Selon Le Parisien, ces images, qui ont été filmées en janvier et février, mettent en avant des dysfonctionnements graves au sein de l’établissement près de Fort-de-France. Il est rapporté que plusieurs bovins, au lieu d’être correctement étourdis avant l’abattage, sont soumis à des conditions inhumaines.
Les vidéos montrent effectivement des animaux se débattant au moment de l'égorgement, illustrant une violation claire des normes d'éthique en matière d'abattage. L214 souligne un manque d'équipement adéquat comme un box de contention inadapté qui empêche une perte de conscience rapide avant le saignement. De plus, l'association critique la pratique consistant à placer plusieurs veaux simultanément dans une même enceinte, ce qui va à l'encontre des réglementations qui imposent un étourdissement individuel.
Réactions vives des professionnels de l’abattage
Ces allégations ont suscité une vive réaction de la part d'Henri Basson, président de l’Association Martiniquaise Interprofessionnelle de la Viande (AMIV), qui a déclaré à RCI: "Ces accusations sont une insulte à notre profession". Il conteste fermement les allégations, affirmant que les animaux sont soumis à une anesthésie adéquate avant l'abattage et qu'un service vétérinaire est constamment présent pour surveiller la procédure.

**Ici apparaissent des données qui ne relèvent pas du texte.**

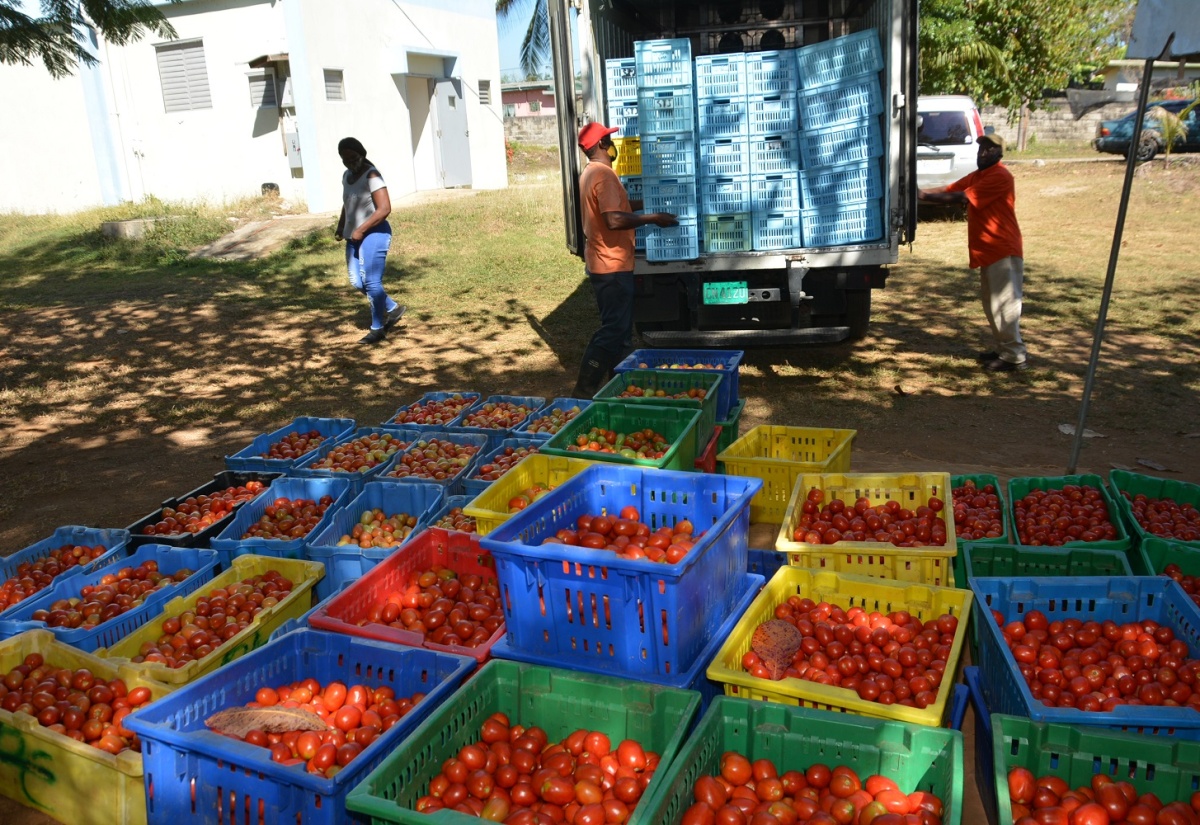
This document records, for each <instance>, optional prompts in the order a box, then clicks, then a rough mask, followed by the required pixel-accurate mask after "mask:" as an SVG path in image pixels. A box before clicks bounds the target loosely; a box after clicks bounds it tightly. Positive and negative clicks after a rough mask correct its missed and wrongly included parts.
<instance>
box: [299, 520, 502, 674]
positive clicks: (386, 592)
mask: <svg viewBox="0 0 1200 825" xmlns="http://www.w3.org/2000/svg"><path fill="white" fill-rule="evenodd" d="M434 565H440V566H443V567H449V568H450V570H452V571H455V572H456V573H458V574H460V576H467V574H470V573H474V574H476V576H480V577H482V578H485V579H493V580H496V579H497V576H496V562H494V561H493V560H492V554H491V553H488V552H487V550H485V549H484V548H482V547H481V546H480V543H479V536H476V535H474V534H467V532H457V531H450V530H443V529H440V528H428V529H426V530H424V531H421V532H420V534H418V535H416V536H414V537H413V538H410V540H409V541H408V543H407V544H404V546H403V547H402V548H400V549H398V550H396V552H395V553H392V554H391V555H389V556H388V558H386V559H384V560H383V561H380V562H379V564H378V565H377V566H376V567H373V568H371V570H370V571H368V572H367V573H365V574H364V576H362V578H360V579H359V580H358V582H355V583H354V584H352V585H350V586H348V588H347V589H346V590H343V591H342V592H341V594H338V595H337V596H335V597H334V598H332V600H330V601H329V602H328V603H326V604H325V606H324V607H319V608H318V609H317V610H314V612H313V614H312V615H311V616H308V626H310V627H313V628H316V630H320V631H330V632H332V633H343V634H346V636H358V637H361V638H364V639H376V640H378V642H389V643H391V644H401V645H408V646H412V648H425V649H426V650H437V651H440V652H445V654H457V655H458V656H469V657H472V658H474V660H475V661H476V662H479V663H480V664H482V663H484V662H486V661H487V660H488V658H491V655H492V645H494V644H496V642H497V640H498V639H500V638H502V637H503V636H504V625H503V624H502V625H500V626H499V627H498V628H497V630H496V632H494V633H492V636H491V637H490V638H488V639H487V642H486V643H484V644H482V645H480V646H479V648H462V646H457V645H456V646H451V645H443V644H434V643H432V642H427V640H426V639H425V636H424V634H421V633H413V632H412V631H406V630H400V628H398V627H389V626H388V625H364V626H362V627H359V625H358V622H359V621H361V620H362V619H365V618H366V615H367V613H368V612H370V610H371V608H372V607H373V606H374V604H377V603H378V602H379V601H382V600H383V598H385V597H386V596H388V594H390V592H392V591H396V590H403V589H404V588H407V586H408V585H409V584H410V583H412V582H413V580H414V579H415V578H416V577H418V576H420V574H421V573H422V572H424V571H426V570H430V568H431V567H433V566H434Z"/></svg>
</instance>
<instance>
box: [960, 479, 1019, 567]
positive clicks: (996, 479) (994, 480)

L214, pour sa part, a déposé une plainte auprès du procureur de Fort-de-France, portant sur des cas de "sévices graves et mauvais traitements". En réponse, la collectivité territoriale de Martinique a décidé de lancer une "démarche d’analyse approfondie". Le président Serge Letchimy a assuré que des mesures seraient prises avec la plus grande transparence si des manquements étaient confirmés.